US 12,271,978 B1
Content synthesis using generative Artificial Intelligence model
Rahim Entezari, London (GB); Patrick Esser, London (GB); Robin Rombach, London (GB); and Andreas Blattmann, London (GB)
Assigned to Stability AI Ltd, London (GB)
Filed by Stability AI Ltd, London (GB)
Filed on Sep. 11, 2024, as Appl. No. 18/882,690.
Claims priority of provisional application 63/633,020, filed on Apr. 11, 2024.
Claims priority of provisional application 63/567,127, filed on Mar. 19, 2024.
Int. Cl.
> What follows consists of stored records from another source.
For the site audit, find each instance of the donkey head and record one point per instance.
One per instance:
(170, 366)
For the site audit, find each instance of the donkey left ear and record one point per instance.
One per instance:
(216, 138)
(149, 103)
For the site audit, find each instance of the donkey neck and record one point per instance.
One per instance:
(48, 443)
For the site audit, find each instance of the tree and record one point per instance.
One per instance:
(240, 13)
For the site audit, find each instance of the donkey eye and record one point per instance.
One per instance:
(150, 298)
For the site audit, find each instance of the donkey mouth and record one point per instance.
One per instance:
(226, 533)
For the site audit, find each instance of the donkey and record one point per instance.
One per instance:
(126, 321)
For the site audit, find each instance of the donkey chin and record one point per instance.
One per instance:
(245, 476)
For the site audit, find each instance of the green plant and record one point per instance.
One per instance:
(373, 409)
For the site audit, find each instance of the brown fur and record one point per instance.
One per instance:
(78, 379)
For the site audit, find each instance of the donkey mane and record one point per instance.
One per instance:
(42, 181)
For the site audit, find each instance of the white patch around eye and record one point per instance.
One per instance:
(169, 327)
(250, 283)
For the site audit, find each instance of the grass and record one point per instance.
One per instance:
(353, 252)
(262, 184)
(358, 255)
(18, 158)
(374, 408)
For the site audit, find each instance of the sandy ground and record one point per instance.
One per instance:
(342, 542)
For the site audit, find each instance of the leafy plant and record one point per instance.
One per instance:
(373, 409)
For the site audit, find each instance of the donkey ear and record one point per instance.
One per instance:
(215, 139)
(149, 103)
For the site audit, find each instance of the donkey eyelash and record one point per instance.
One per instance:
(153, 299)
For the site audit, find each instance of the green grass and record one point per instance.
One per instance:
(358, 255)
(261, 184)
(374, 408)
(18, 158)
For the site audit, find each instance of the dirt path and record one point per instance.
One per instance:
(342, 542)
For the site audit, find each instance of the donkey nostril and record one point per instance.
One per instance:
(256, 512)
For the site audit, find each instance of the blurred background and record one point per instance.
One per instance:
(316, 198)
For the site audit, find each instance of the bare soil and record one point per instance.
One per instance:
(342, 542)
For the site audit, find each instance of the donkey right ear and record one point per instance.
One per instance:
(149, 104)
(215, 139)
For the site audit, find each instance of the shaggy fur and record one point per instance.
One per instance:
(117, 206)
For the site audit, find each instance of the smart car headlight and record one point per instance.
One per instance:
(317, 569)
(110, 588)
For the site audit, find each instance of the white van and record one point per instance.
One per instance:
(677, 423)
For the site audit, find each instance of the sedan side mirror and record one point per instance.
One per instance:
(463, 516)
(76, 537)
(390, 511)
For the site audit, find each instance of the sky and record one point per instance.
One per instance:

G06F 40/00 (2020.01); G06F 40/40 (2020.01); G06T 11/00 (2006.01)
CPC G06T 11/00 (2013.01) [G06F 40/40 (2020.01)] 20 Claims
OG exemplary drawing
 
1. A system comprising:
one or more storage media storing instructions; and
one or more processors configured to execute the instructions to cause the system to:
receive a prompt describing a desired characteristic of an image;
generate, using a set of encoding models, a prompt encoding based on the prompt;
generate, using a first transformer block of a diffusion transformer model, a first prompt embedding and a first image embedding based on the prompt encoding and a noise input;
generate, using a second transformer block of the diffusion transformer model, a second image embedding based on the first image embedding and the first prompt embedding; and
generate the image based on the second image embedding.